The interstellar medium manifests itself to the astronomer in various phenomena. Many of these are amorphous, diffuse structures known as Nebula. This comes from the Latin word for "cloud." Its plural is nebulae.
A beautiful example of a nebula is an emission nebula. Emission occurs when a cloud of gas is warmed up by some source of continuum radiation, say from a nearby star. The various atomic energy levels are excited by this radiation, and as the electrons jump back down to their lower energy states they emit photons at distinct spectral wavelengths. Since hydrogen gas is the most common form of gas, hydrogen emission lines are most often observed. In particular, a specific transition in the hydrogen atom corresponds to red light and color pictures of these emission regions appear red. This is the so called H-alpha emission line of hydrogen.

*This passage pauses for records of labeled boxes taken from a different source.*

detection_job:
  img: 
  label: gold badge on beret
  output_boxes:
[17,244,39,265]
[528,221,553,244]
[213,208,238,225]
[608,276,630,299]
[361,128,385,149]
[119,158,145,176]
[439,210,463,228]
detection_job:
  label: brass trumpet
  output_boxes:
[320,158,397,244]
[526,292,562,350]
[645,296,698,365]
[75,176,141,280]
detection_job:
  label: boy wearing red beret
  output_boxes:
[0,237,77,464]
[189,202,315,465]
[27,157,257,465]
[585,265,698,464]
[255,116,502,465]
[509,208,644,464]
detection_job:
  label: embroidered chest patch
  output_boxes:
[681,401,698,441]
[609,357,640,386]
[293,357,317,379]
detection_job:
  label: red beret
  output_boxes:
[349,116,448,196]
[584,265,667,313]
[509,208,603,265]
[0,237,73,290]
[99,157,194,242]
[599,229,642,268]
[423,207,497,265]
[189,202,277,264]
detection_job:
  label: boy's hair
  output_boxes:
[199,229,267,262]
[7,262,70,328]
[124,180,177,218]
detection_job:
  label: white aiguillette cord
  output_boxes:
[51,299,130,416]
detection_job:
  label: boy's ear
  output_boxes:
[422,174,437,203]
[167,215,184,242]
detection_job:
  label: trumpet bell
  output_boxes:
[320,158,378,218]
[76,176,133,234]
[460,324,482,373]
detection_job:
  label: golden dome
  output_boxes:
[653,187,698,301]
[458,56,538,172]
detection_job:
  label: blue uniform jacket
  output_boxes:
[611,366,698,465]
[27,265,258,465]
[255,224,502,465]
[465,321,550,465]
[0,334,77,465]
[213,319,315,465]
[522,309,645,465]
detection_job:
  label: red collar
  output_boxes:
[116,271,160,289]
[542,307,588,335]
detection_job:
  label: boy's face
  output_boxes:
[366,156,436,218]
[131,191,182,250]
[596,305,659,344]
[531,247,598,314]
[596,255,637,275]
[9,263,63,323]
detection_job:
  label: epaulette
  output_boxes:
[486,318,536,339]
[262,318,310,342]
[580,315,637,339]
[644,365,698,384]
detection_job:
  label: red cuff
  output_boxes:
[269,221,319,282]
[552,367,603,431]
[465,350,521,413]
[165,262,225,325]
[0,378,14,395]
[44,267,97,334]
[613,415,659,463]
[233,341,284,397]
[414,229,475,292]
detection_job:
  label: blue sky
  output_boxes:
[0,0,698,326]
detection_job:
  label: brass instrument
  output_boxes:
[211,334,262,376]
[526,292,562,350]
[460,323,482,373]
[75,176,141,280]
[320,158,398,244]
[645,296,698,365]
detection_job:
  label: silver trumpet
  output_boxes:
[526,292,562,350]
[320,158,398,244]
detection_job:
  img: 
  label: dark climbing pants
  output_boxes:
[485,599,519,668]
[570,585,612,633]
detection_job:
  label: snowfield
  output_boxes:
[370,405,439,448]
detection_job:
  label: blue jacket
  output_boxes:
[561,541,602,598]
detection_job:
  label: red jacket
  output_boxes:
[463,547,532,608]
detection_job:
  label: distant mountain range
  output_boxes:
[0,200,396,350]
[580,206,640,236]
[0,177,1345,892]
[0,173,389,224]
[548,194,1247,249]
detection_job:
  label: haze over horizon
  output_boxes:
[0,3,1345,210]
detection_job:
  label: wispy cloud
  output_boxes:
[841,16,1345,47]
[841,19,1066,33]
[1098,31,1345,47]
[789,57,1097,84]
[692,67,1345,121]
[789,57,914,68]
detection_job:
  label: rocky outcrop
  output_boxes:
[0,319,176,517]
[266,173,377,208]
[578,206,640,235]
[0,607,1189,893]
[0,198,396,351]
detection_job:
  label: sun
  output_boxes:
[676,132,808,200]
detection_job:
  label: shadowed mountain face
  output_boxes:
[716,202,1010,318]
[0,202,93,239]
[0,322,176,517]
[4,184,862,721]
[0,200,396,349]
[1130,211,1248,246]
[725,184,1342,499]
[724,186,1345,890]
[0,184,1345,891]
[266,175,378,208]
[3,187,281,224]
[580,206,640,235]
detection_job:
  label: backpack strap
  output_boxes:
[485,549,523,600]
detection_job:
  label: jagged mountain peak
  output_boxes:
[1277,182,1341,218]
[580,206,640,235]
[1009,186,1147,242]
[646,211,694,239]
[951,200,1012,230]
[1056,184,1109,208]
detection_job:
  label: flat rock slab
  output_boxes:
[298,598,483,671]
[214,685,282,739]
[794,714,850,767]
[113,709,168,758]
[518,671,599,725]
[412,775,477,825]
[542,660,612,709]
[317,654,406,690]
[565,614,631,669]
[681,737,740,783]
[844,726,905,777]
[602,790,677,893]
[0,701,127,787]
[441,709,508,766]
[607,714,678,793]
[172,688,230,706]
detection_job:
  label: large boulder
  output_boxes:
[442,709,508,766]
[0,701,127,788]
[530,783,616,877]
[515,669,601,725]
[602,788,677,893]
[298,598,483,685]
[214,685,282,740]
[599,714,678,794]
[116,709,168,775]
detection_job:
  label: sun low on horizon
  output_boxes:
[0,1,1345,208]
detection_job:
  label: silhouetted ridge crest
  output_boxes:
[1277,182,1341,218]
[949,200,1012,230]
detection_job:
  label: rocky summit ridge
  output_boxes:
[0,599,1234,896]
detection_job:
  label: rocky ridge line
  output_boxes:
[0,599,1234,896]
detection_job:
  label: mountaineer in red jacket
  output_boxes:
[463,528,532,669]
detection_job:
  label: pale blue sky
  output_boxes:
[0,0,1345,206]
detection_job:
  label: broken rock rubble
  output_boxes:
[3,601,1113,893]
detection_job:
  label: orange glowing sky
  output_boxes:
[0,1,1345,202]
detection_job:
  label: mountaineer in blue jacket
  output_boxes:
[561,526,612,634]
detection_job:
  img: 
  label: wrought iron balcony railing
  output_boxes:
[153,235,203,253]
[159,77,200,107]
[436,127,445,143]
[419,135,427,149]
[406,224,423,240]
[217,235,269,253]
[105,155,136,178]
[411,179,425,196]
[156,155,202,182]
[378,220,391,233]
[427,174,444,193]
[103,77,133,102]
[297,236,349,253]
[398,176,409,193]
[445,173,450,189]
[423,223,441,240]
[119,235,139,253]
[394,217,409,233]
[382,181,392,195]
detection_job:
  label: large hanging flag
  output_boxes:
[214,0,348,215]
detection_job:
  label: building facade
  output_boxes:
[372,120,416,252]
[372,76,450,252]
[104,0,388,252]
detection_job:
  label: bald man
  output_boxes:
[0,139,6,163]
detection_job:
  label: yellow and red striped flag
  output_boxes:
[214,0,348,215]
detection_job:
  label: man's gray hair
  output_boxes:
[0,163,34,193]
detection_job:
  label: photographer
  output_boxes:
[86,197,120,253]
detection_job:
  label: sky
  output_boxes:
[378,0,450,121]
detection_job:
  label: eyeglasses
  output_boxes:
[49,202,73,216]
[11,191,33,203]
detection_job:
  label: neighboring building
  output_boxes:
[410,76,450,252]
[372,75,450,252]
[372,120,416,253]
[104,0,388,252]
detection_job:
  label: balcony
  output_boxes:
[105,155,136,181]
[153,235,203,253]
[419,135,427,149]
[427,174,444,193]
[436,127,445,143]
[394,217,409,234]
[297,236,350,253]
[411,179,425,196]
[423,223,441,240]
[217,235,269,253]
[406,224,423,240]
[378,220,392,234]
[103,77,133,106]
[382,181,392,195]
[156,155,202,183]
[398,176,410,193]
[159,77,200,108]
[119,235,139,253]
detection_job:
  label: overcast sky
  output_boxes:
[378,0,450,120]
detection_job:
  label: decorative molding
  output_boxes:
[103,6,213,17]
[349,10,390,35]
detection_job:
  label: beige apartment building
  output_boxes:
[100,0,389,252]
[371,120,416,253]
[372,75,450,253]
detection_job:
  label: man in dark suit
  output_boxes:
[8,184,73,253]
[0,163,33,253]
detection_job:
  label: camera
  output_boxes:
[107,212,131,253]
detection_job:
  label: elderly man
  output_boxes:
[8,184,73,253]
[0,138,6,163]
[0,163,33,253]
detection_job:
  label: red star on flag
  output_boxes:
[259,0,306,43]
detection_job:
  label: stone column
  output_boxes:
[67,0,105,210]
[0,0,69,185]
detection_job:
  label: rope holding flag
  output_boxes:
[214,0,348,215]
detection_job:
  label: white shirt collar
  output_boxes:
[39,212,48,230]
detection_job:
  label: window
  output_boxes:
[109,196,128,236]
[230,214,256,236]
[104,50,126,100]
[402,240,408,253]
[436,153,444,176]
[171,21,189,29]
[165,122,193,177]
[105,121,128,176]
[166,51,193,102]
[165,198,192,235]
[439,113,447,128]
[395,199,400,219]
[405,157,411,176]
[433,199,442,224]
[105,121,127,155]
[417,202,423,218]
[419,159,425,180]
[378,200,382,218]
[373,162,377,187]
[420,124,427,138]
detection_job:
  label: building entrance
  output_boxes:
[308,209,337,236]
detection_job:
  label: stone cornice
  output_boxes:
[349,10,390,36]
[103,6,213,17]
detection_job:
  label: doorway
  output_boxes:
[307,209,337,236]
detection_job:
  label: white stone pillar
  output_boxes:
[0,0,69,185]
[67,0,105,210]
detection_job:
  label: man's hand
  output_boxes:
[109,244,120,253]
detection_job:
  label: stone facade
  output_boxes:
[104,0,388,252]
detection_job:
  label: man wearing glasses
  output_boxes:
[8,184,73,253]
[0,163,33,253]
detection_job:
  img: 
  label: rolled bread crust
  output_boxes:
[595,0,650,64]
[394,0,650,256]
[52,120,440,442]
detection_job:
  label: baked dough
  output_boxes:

Figure: The Trifid Neubla (M20). This nebula exhibits many of the
features of nebulae: the red light comes from hydrogen
Balmer emission, excited by the ultraviolet radiation from a hot star
embedded in the nebula. The dark regions criss crossing the nebula
are obscuring dust. The blue region to the left of the main body is a
"reflection nebula" so named because it consists of dust that is
scattering starlight into our line of sight. Dust scatters short
wavelength (blue) light preferentially, hence the blue appearance.
Before their true nature was understood, distant galaxies were called nebula, e.g. the great "spiral nebula" in Andromeda.